Alerted too late to the seriousness of the situation, many people were surprised in their cars and were unable to escape.
In Valencia, a morgue was set up in the “City of Justice” to allow the identification of bodies, brought at regular intervals by ambulances from where employees in scrubs lower stretchers covered with a white sheet.
The survivors, who lack everything, must also face increasing insecurity, according to multiple testimonies.
“People were coming in to get pants, they were stealing,” Fernando Lozano, a resident of Aldaia, west of Valencia, told AFP on Thursday. who had gone to the city’s shopping center.
Solidarity
In this very dark panorama, the survivors could however count on spontaneous demonstrations of solidarity.
On this public holiday, hundreds of people – carrying brooms, shovels, food and even diapers – left Valencia, a city which was not affected by the floods, on foot to go to devastated neighboring towns. , noted AFP journalists.

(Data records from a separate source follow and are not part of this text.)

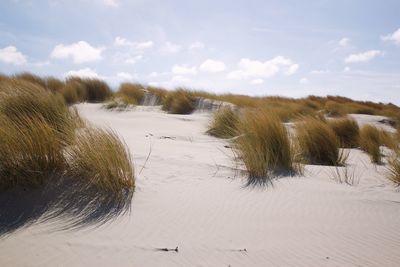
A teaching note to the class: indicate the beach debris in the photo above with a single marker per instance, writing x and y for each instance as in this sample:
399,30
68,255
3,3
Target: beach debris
168,249
167,137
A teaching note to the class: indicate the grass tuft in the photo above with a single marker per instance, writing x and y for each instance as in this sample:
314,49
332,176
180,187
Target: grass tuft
370,141
30,152
179,102
318,143
264,146
107,164
224,123
347,131
20,100
133,91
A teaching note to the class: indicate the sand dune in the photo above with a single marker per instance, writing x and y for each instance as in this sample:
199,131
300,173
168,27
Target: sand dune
191,195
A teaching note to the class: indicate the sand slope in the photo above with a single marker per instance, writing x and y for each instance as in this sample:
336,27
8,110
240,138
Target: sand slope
189,195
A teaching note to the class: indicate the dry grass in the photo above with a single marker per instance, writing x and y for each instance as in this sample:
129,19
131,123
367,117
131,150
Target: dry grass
21,100
179,102
388,139
370,141
224,123
107,164
134,91
39,138
120,103
347,131
95,90
30,152
264,146
318,143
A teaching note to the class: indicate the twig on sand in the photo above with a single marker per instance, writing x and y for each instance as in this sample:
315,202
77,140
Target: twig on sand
167,249
148,155
167,137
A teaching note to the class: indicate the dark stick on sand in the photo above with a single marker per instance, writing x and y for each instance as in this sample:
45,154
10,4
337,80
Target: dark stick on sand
167,249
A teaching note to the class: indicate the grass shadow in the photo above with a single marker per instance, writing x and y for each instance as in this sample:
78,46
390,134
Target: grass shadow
68,202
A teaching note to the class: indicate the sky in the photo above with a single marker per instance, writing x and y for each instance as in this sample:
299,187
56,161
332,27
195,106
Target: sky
289,47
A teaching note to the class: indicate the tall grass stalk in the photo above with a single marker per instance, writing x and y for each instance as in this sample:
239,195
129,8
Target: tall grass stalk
224,123
370,141
264,146
318,143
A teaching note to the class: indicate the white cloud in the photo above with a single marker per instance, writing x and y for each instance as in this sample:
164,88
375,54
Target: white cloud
183,70
292,69
83,73
154,84
196,45
112,3
257,69
363,57
170,48
11,55
344,42
303,80
179,79
80,52
133,60
317,72
41,63
395,37
155,74
126,76
257,81
122,42
212,66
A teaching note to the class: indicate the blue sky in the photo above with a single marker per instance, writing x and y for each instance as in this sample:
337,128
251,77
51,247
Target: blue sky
290,48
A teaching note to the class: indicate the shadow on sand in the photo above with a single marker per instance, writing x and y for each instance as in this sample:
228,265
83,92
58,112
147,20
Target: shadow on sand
72,203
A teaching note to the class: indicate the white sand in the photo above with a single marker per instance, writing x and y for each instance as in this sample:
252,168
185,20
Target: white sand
189,195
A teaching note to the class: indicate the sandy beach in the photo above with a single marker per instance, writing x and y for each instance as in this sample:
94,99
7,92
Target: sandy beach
191,194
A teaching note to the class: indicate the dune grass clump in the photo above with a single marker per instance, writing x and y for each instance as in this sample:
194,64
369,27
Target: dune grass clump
107,164
224,123
120,103
31,151
318,143
179,102
52,165
347,131
370,141
133,91
264,146
88,89
20,100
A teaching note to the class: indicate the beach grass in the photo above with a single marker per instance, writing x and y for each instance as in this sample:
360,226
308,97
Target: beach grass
318,143
347,131
224,123
370,141
264,146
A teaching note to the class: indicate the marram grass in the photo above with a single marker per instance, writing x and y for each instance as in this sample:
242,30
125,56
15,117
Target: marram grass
101,158
224,123
264,146
370,141
347,131
318,143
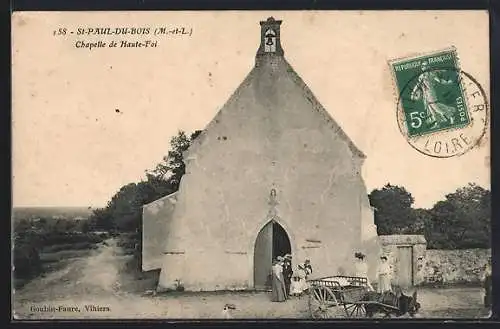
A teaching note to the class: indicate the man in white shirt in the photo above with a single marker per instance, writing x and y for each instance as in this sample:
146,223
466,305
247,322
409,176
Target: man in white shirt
361,268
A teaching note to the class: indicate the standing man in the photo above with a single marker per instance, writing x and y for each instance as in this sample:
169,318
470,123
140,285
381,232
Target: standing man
487,286
278,284
361,268
287,273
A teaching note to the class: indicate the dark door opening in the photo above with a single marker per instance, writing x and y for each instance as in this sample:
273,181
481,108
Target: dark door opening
272,241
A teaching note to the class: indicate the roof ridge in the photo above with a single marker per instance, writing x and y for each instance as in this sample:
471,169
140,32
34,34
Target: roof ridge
321,110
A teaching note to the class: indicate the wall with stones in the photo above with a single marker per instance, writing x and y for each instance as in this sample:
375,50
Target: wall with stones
454,266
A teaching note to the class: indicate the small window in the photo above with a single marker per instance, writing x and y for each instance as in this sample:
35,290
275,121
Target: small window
270,41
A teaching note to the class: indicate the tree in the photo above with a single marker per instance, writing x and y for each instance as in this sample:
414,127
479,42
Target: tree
462,220
393,212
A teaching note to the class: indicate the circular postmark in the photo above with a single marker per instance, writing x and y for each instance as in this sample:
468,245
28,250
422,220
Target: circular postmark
447,124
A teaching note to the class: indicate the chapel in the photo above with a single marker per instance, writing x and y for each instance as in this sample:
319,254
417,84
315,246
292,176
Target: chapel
272,174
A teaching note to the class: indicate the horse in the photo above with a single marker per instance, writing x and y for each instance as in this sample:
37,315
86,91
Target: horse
390,303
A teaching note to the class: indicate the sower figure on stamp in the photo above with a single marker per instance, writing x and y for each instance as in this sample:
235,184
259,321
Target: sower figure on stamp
437,112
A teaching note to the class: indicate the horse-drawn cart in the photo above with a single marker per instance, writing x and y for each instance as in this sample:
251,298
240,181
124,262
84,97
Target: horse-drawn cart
350,297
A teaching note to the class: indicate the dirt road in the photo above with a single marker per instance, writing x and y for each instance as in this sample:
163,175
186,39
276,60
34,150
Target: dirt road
98,287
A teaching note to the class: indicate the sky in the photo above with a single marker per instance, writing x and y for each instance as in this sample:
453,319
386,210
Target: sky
72,148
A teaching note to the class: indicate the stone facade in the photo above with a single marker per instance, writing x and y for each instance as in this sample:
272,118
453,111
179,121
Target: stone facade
435,266
391,245
271,135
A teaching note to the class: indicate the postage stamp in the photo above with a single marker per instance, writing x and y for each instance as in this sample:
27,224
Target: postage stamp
442,111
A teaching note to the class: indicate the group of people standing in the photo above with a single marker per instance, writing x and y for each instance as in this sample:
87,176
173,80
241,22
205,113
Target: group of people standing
285,281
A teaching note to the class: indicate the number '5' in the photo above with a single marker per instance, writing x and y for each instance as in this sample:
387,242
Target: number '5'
416,120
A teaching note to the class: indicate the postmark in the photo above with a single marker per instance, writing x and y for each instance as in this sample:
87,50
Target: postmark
442,111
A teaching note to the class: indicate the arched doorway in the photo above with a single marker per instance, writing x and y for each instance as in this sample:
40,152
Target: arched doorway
272,241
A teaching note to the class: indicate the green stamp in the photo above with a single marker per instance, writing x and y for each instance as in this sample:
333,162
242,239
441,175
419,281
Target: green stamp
431,95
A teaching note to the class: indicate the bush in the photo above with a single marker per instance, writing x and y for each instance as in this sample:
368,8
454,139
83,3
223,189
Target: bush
27,262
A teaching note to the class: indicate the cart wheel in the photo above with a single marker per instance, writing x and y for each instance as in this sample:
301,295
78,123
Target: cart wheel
321,302
355,311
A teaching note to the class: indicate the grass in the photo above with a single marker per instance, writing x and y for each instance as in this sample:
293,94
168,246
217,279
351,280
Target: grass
50,257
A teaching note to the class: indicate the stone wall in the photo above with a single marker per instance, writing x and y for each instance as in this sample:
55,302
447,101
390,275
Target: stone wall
454,266
435,266
390,245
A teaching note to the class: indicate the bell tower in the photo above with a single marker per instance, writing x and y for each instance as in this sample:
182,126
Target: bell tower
270,43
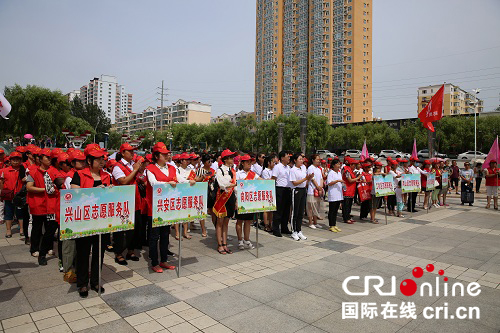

Some said they were responding to a call from friends, others simply wanted to be helpful.
Although the sun shone on Valencia on Friday, vigilance was still required in certain areas of southern Spain.
The National Meteorological Agency (Aemet) has warned that heavy rainfall will continue this weekend.
Aemet has thus decreed a “red alert” (maximum risk level) in the province of Huelva, in Andalusia (southwest of the country, bordering Portugal).